Functioning Neurons from Canine Embryonic Stem Cells
University of Guelph ♦ University of Toronto ♦ Published in PLoS ONE, May 17, 2011
Scientists have successfully created functioning neural cells from canine embryonic stem cells (ESCs). The protocol used was similar to those used to create neural stem cells from human ESCs. In order to produce neural cells, ESCs were subjected to treatment with epidermal growth factor (EGF) or the signaling molecule Noggin. In both cases, treatment led to the formation of neural stem/progenitor cells expressing the neural lineage marker SOX-2. After priming these neural stem cells, continuing differentiation in the presence of specific growth factors at low dose led to the formation of a diversity of different canine neural cells including oligodendrocytes and astrocytes.
In order to test the functional maturity of the ESC-derived neural cells, researchers grew them along with primary canine fetal cells and astrocytes and then took patch-clamp recordings; a method that can measure action potentials as they fire down the length of the neuron. These recordings showed that the stem cell-derived neurons received inhibitory and excitatory synaptic inputs similar to those observed in functioning neural cells. This protocol provides a necessary proof-of-concept and suggests that the canine could potentially be used as a clinically relevant animal model to improve the quality of data gathered in preclinical studies of stem cell transplantation.
The Protein Localizome
University of British Columbia ♦ Published in PLoS ONE, May 17, 2011
In a particularly eloquent study, researchers have exploited a specific cell type in the nematode worm, C. elegans, in order to begin elucidating the cellular location of proteins. Studies of protein localization are of great value to the scientific community as localization and function are often associated. The large size of the body wall muscle cells in C. elegans and the degree of order exhibited by the sarcomeres within, provide an excellent stage for experimentation and discovery of protein position.
In the beginning of what could become a complete protein “localizome”, researchers unveiled the location of 227 proteins. They achieved this by tagging proteins with green flourescent protein, a molecule that can be observed using flourescence microscopy. The localizations of proteins investigated, orthologs and homologs of human proteins, were largely unknown as no data was available on their precise positioning in the cell. Researchers observed 14 sub-cellular localization patterns in addition to discrete localizations. It is expected that this data will be useful in understanding muscle sarcomere assembly and function, and be applicable in the development of therapeutics for skeletal muscle diseases in humans.
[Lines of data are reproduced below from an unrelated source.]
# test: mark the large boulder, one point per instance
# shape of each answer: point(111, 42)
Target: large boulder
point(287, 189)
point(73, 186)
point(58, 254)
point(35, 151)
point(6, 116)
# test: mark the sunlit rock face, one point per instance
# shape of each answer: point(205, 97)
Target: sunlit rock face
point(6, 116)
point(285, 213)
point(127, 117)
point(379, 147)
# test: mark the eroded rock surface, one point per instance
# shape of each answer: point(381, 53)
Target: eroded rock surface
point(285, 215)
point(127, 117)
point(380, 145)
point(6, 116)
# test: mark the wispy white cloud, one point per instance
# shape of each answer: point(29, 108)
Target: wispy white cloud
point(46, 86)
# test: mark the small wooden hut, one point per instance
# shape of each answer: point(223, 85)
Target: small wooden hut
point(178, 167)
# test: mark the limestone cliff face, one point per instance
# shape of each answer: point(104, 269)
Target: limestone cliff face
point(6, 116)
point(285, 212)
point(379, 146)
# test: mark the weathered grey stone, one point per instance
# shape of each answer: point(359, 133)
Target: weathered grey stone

Ultra-Sensitive Detection of Infectious Agents in Human Tissue
Genome Sciences Centre ♦ University of British Columbia ♦ Published in PLoS ONE, May 13, 2011
With the advent of massively parallel sequencing technology it is possible to detect as little as a few RNA transcripts in a sample of human tissue. This technology can analyze an entire transcriptome and pick out the needles in the haystack, so to speak, by identifying low abundance transcripts. In this work researchers describe an approach to troll large sequence data sets for microbial sequences. The impressive part is the sensitivity of the platform. Researchers sequenced RNA libraries containing decreasing quantities of an RNA-virus and found that viral transcripts could be detected at frequencies of less than one in a million. When as much as 20% of cancers are caused by infectious agents, a technology of this nature could have great utility as a diagnostic platform and is certainly more efficient than the traditional culture-based method for identifying infection.